Taking on American Express Centurion
Timing the announcement strategically, Flex is launching Flex Elite today, an invite-only premium card and membership designed as a direct competitor to the legendary American Express Centurion (Black Card). The move signals Flex’s expansion from business tools into high-end personal finance, creating what Rahman describes as a true “private bank” for the middle market.
The company’s Business Credit Card, which offers a 60-day float on every transaction, has proven to be the gateway product. Once owners experience the benefits, they typically adopt Flex’s banking, payments, working capital, and expense management tools, replacing their fragmented legacy systems. Customers now use an average of four or more Flex products.
The Private Credit Advantage
Supporting everything is Flex’s private credit arm, which uses its AI-powered underwriting system to price risk with greater precision than traditional banks. This vertically integrated capital engine creates what the company calls a “defensibility loop” — more lending volume leads to more product adoption, which generates better data, improving risk models and unit economics.
After raising $200 million in debt and $25 million in equity earlier this year, this $60 million Series B positions Flex as one of the fastest-growing fintech companies in America, distinguished by what investors call “best-in-class capital efficiency.”

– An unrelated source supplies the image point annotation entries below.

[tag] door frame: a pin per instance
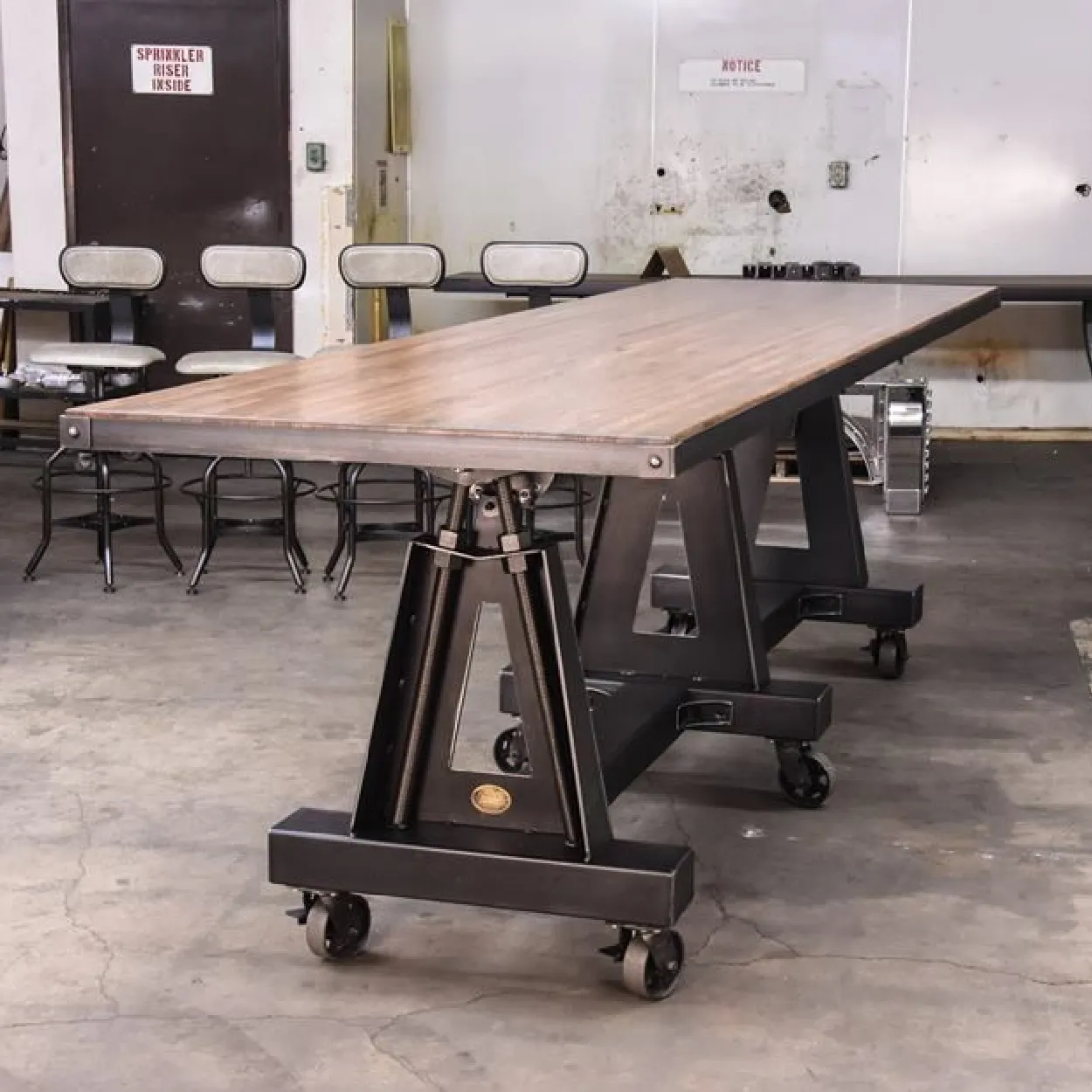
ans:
(283, 62)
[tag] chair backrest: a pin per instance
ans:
(393, 269)
(263, 269)
(397, 266)
(260, 271)
(538, 266)
(123, 269)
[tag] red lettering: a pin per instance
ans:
(741, 65)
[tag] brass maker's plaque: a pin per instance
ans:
(492, 799)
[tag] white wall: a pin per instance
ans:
(964, 123)
(321, 110)
(35, 156)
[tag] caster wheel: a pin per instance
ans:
(890, 654)
(337, 926)
(510, 751)
(653, 964)
(812, 781)
(680, 625)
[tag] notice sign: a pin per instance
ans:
(171, 70)
(743, 73)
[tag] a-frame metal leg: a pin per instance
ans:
(828, 580)
(835, 551)
(537, 839)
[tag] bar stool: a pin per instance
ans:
(114, 366)
(392, 270)
(260, 272)
(541, 269)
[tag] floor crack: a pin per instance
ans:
(70, 913)
(917, 960)
(404, 1062)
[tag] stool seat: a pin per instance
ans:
(223, 363)
(104, 355)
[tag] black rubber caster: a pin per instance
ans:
(510, 751)
(680, 624)
(890, 654)
(808, 780)
(652, 964)
(337, 926)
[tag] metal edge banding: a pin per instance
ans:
(720, 438)
(633, 459)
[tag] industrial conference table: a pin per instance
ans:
(676, 391)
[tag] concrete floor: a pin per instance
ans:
(930, 929)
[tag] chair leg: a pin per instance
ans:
(429, 505)
(328, 573)
(577, 485)
(288, 537)
(419, 501)
(297, 546)
(47, 515)
(105, 519)
(353, 485)
(161, 515)
(209, 515)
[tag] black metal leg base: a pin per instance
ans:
(210, 492)
(91, 521)
(637, 883)
(783, 606)
(104, 521)
(637, 720)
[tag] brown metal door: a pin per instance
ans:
(171, 166)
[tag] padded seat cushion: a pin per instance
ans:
(231, 363)
(96, 355)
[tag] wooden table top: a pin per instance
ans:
(643, 383)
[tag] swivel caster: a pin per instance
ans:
(510, 751)
(337, 925)
(806, 778)
(652, 964)
(889, 653)
(680, 624)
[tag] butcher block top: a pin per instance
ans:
(641, 384)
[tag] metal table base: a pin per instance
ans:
(598, 702)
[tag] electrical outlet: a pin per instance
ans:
(838, 175)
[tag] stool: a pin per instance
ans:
(392, 271)
(540, 269)
(259, 271)
(128, 273)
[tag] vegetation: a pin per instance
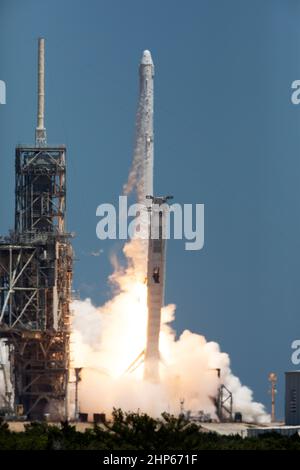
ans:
(134, 431)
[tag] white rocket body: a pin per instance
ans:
(155, 244)
(145, 137)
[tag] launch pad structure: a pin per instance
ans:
(36, 266)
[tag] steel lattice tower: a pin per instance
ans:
(36, 265)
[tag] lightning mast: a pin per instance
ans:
(36, 266)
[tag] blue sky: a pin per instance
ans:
(226, 135)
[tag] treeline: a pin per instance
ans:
(134, 431)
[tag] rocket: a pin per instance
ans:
(153, 221)
(157, 208)
(145, 125)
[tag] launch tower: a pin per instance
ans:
(36, 274)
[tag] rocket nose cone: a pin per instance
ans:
(146, 58)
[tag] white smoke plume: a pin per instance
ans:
(106, 340)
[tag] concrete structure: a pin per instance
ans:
(292, 398)
(36, 274)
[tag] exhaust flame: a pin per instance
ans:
(106, 340)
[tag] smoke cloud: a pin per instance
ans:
(106, 340)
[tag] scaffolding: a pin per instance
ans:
(36, 264)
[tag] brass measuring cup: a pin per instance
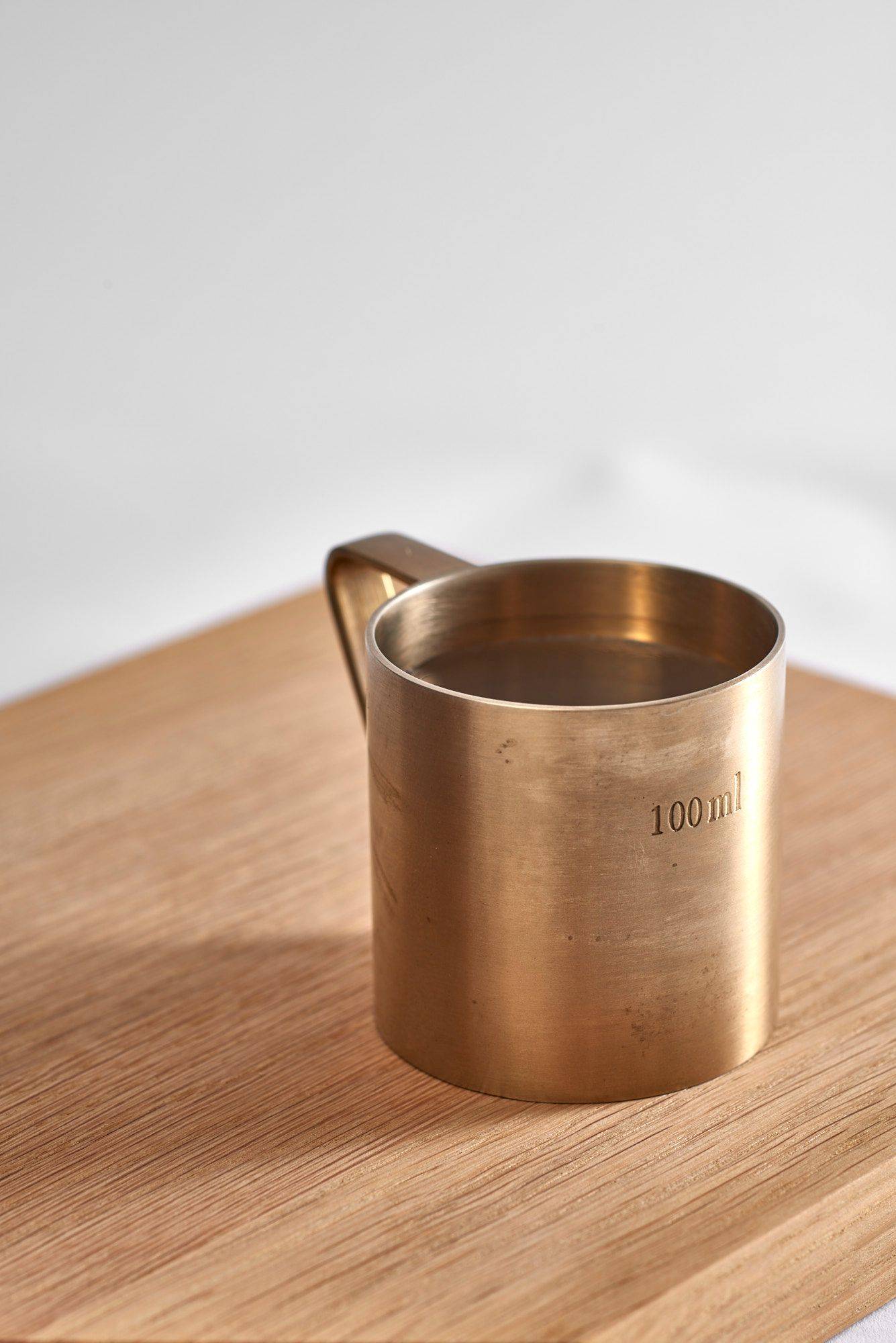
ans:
(573, 817)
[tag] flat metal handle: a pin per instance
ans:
(362, 575)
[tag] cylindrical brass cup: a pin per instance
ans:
(573, 817)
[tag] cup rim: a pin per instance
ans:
(443, 581)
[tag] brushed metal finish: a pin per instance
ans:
(576, 900)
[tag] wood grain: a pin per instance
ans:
(203, 1138)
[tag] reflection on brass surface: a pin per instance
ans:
(573, 817)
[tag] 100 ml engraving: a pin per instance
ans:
(697, 811)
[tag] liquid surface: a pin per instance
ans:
(573, 671)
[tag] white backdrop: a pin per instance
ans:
(517, 279)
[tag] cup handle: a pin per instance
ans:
(362, 575)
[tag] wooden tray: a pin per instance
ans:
(203, 1137)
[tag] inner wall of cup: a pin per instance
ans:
(577, 632)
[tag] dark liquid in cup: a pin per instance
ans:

“Flex is building a category-defining financial institution,” said Jake Bodanis, Partner at Portage. “The company has proven that middle-market business owners are both massively underserved and extremely valuable customers when given the right financial infrastructure.”
Building the Complete Financial Stack
Flex’s five-pillar strategy encompasses private credit, business finance tools, personal finance products, payment solutions, and an ERP system built specifically for middle-market businesses. The goal is to capture the complete lifecycle of money for this segment, from the moment they earn revenue in their business to the moment they spend it personally.
With personal finance products for affluent individuals largely unchanged for decades, Flex sees an opportunity to bridge business and personal finances in a way that reflects how wealthy business owners actually operate. The company’s long-term ambition is to become the central platform this segment relies on to grow and transfer wealth across generations.
For America’s middle-market business owners, that integration can’t come soon enough.